How a microcontroller can read data at 1.6 Gbps

Good day! it never happened and here again . Enough time has passed since my last article , and it poses new challenges. And if I used to transmit data at a speed of 100 Mbps, now I had to swing at 1600 Mbps ...



At KPDV - the hero of our novel - he was able to read data at that speed!







So, my next project demanded to read a 32-bit data stream at a speed of 50 MHz (this, by the way, will be the same 1.6 Gbps) in an amount known in advance - let it be 10000. It would be just fine to read immediately using DMA from one port - but, unfortunately, there were no suitable processors (I hope someone corrects this in the comments), for some reason, all ports that are suitable for speed are for some reason 16-bit.

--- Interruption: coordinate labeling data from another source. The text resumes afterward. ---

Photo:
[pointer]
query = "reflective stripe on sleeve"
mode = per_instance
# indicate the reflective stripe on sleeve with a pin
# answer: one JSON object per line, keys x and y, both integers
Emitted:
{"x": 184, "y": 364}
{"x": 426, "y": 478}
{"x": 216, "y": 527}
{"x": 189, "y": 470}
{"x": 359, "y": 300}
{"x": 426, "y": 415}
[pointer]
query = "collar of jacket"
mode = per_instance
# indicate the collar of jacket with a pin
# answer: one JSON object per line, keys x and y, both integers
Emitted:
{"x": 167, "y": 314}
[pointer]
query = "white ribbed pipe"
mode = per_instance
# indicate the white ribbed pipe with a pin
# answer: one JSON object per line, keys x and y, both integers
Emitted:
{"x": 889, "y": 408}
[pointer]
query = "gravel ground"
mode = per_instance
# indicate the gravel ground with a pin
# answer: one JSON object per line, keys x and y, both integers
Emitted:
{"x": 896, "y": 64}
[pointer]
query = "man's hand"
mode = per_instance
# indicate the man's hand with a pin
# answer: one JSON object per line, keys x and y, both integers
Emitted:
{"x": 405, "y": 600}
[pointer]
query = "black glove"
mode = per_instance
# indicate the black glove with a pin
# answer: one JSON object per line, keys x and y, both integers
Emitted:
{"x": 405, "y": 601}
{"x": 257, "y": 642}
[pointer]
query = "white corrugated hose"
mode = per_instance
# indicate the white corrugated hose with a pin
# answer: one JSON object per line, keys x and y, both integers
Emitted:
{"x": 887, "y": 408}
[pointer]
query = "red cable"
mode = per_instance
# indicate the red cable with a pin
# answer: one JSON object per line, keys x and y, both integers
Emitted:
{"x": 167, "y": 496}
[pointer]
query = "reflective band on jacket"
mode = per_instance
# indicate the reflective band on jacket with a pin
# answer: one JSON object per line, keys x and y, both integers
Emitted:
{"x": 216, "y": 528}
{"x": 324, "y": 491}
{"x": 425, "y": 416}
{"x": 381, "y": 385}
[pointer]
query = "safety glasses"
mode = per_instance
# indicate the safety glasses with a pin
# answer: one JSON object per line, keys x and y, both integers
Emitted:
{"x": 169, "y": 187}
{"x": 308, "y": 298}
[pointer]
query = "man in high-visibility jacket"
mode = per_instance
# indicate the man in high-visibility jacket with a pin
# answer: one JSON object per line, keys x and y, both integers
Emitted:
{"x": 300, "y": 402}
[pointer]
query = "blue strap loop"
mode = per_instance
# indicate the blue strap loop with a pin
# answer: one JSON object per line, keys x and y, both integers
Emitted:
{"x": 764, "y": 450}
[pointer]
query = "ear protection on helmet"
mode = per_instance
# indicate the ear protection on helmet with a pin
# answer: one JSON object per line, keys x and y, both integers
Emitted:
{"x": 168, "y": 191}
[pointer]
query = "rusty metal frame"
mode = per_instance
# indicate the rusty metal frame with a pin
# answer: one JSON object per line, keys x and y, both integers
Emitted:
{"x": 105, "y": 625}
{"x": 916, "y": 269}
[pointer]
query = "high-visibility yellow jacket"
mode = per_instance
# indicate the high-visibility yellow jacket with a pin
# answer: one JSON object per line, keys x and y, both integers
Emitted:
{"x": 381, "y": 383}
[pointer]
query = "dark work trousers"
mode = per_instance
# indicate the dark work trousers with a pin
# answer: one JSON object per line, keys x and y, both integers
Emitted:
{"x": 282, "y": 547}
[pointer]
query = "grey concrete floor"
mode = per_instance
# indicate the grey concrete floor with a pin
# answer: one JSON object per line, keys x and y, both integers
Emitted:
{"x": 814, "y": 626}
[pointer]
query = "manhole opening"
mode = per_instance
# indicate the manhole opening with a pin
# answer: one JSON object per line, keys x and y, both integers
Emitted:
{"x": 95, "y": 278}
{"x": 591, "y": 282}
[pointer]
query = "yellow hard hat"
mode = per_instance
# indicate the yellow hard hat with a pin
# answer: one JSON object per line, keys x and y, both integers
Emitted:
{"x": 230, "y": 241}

But such a trifle will not stop us - we will read from two ports at once! True, this in the general case will not always be possible to do with the necessary degree of control and synchronism, but in our case, everything is not so sad - there is a signal after which 20 ns data will be kept on the port.



And since we have a processor - stm32h750 at 400 MHz, and a bus and timers at 200 MHz, then everything should work out.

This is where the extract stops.